No offense to Zack Synder, but whilst he may have felt vindicated finally being able to showcase his cut of ‘Justice League’ to the world, we were not quite as enamoured with the four-hour long superhero noir. Indeed, so much had been said of that HBO Max special that we’d wish some of that attention were instead spent on his latest project, which was bankrolled by Netflix for close to $100 million with the luxury of complete creative control.

Oh yes, sitting through his two-and-a-half hour zombie thriller, there is no doubt Zack Synder had ultimate freedom as a filmmaker in ‘Army of the Dead’. Co-written, shot and directed by Synder, there is lots of plot in the movie, which is at once a zombie movie, heist caper and a sentimental father-daughter reconciliation drama. It isn’t surprising given what it tries to be all at the same time that the parts are stronger than the whole, but there is still plenty of gory fun to be had in this pastiche that hold up despite its obvious excesses.

The opening is particularly illustrative of this. A pre-credits sequence shows a newly wed groom getting a blowjob from his bride while driving in the Nevada desert, ramming into a top-secret military convoy and setting its bloodthirsty prisoner free. Then comes the smash-bang opening credits set to Richard Cleese’s cover of ‘Viva Las Vegas’, which sees zombie showgirls, pageant queens, Elvis impersonators and hotel maids overtake unsuspecting tourists on the Strip, before the United States Government decides to contain the threat by walling off the entire city with stacks of shipping containers.

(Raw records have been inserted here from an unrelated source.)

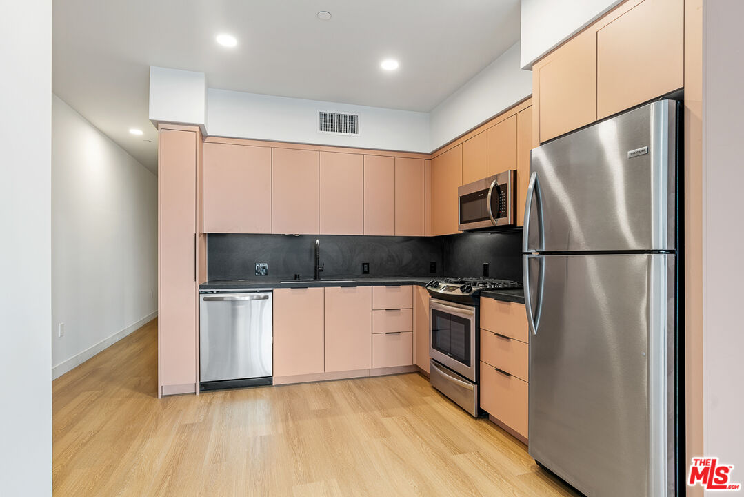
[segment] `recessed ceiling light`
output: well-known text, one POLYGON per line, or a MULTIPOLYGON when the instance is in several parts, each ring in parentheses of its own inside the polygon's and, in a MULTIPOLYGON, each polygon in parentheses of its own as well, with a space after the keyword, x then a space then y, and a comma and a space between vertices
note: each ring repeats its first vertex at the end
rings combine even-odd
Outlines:
POLYGON ((394 71, 398 69, 398 61, 395 59, 385 59, 380 63, 379 66, 385 71, 394 71))
POLYGON ((232 48, 237 45, 237 39, 235 37, 231 34, 226 34, 222 33, 222 34, 218 34, 217 37, 217 42, 222 45, 223 47, 232 48))

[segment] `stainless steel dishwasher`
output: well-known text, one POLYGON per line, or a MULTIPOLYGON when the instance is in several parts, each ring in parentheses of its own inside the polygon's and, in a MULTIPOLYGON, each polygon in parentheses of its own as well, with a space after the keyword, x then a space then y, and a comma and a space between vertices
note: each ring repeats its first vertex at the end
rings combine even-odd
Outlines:
POLYGON ((199 292, 201 390, 272 384, 271 290, 199 292))

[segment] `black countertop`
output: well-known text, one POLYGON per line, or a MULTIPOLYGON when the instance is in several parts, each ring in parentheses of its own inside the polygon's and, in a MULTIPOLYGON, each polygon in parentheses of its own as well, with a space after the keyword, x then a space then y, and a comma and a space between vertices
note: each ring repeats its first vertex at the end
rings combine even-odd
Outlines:
MULTIPOLYGON (((333 279, 317 281, 280 281, 277 279, 256 278, 239 280, 213 280, 199 285, 199 290, 257 290, 260 288, 306 288, 324 287, 353 287, 353 286, 399 286, 401 285, 417 285, 425 286, 430 278, 355 278, 353 281, 339 282, 333 279)), ((525 292, 522 289, 490 290, 481 295, 490 299, 525 303, 525 292)))

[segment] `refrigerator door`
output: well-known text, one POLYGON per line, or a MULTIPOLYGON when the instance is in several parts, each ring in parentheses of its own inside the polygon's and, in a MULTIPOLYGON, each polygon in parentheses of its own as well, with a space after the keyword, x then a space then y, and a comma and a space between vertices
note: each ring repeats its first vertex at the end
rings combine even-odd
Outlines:
POLYGON ((201 295, 200 382, 272 376, 272 294, 201 295))
POLYGON ((533 150, 524 251, 674 250, 676 119, 660 101, 533 150))
POLYGON ((525 257, 530 455, 587 496, 674 496, 675 256, 525 257))

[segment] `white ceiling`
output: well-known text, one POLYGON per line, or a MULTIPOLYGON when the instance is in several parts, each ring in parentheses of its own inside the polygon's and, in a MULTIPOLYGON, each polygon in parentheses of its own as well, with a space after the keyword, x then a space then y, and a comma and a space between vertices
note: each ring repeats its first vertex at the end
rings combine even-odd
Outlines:
POLYGON ((428 112, 519 38, 519 0, 53 5, 53 91, 153 171, 150 66, 205 72, 210 88, 428 112), (318 19, 319 10, 333 19, 318 19), (219 32, 234 34, 238 46, 218 45, 219 32), (400 68, 382 71, 385 57, 400 68))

What follows is typical of any heist flick: after accepting the offer by sly casino magnate Bly Tanaka (Hiroyuki Sanada), Scott Ward (Dave Bautista), a former decorated Vegas hero now working a grill in a dead-end diner, assembles a ragtag team to infiltrate Sin City and retrieve $200mil from the vault underneath Tanaka’s casino. The rough-and-tumble mechanic Maria Cruz (Ana de la Reguera) is Ward’s trusty lieutenant. The rest of the crew comprise the chainsaw-toting Vanderohe (Omari Hardwick), the crackerjack helicopter pilot Marianne (Tig Notaro), the zombie-hunting YouTube sensation Mikey Guzman (Raúl Castillo), his friend Chambers (Samantha Win), and meek German safe-cracker Dieter (Matthias Schweighöfer).

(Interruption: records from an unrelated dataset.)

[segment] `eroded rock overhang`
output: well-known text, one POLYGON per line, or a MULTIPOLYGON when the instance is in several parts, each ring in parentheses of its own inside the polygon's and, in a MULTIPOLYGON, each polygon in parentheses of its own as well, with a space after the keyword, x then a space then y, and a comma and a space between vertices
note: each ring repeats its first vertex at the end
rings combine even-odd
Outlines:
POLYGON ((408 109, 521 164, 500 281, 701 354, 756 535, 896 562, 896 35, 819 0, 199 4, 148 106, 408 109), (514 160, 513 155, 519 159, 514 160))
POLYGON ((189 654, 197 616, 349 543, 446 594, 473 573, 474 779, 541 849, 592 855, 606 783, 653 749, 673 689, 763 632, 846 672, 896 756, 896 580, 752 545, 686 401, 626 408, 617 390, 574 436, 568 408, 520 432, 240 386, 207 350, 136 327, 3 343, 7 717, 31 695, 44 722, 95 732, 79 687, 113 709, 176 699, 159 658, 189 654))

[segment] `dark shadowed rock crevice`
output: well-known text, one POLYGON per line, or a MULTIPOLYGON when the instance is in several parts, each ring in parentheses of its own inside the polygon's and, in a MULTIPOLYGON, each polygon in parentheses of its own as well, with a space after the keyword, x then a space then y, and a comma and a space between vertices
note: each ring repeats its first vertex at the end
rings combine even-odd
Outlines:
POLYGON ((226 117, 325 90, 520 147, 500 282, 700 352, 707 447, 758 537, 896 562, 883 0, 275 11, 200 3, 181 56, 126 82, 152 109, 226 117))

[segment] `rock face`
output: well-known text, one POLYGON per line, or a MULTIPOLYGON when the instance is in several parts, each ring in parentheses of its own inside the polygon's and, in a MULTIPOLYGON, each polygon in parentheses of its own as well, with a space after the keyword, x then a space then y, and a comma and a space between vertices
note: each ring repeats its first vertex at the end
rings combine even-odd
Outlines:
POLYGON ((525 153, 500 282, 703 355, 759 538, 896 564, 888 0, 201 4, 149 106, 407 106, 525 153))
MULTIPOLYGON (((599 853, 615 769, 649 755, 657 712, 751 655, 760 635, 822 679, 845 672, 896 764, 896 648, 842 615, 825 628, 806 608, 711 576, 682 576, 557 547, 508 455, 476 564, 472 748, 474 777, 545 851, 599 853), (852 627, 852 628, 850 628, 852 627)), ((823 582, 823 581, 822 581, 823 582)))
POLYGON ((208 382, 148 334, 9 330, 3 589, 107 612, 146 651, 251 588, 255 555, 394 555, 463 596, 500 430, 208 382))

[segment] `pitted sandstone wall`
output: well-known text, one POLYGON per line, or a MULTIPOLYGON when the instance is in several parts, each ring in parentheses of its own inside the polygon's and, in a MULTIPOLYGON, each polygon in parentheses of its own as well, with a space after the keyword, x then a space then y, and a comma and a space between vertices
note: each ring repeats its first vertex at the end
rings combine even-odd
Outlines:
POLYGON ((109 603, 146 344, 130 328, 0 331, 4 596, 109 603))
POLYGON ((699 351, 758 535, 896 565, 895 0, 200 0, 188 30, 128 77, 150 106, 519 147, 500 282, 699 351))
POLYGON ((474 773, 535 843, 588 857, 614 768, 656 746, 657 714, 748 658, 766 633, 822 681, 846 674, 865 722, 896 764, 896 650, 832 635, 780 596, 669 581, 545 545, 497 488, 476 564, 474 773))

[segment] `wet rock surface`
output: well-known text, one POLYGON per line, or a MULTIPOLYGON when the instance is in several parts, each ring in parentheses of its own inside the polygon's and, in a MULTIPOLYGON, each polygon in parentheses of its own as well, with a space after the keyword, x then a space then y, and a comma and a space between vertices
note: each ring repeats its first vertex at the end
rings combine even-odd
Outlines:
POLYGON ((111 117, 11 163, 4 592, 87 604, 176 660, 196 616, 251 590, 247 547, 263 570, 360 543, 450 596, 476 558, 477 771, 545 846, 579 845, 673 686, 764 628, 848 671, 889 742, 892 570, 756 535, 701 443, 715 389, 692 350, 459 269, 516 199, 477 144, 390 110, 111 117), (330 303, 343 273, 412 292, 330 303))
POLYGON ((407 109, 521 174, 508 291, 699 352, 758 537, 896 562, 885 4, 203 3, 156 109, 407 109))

Ward is also joined by his estranged daughter Kate (Ella Purnell), who insists on tagging along to locate her friend Geeta (Huma Qureshi) after finding out that the latter had been lost in the city. Their guide is the French ‘coyote’ Lily (Nora Arnezeder), an experienced smuggler who explains how the giant piles of desiccated zombies will come back to ‘life’ when it rains or the difference between the shamblers and the Alphas; in particular, it is the Alphas whom the gang will have to confront after one of them commits an egregious act that breaks the peace, and let’s just say this class of the intelligent undead are one of Synder’s ingenuities.

Establishing the roster of characters does take a full hour and demand some patience on the part of his audience, but at least Synder makes the character introductions pay off later when the action kicks in. In between, there is some impressive world-building around the ruined kingdom of Las Vegas: from the imposing leader (Richard Cetrone) of the Alphas and its grinning queen (Athena Perample), to the Greek references such as the towers of Sodom and Gomorrah of the casino they have to rob, and to a zombie tiger named Valentine that was also the name of the feline of the late Siegfried & Roy’s signature Vegas stage show. Synder has vision all right, though these details are somewhat lost amidst an overstuffed plot.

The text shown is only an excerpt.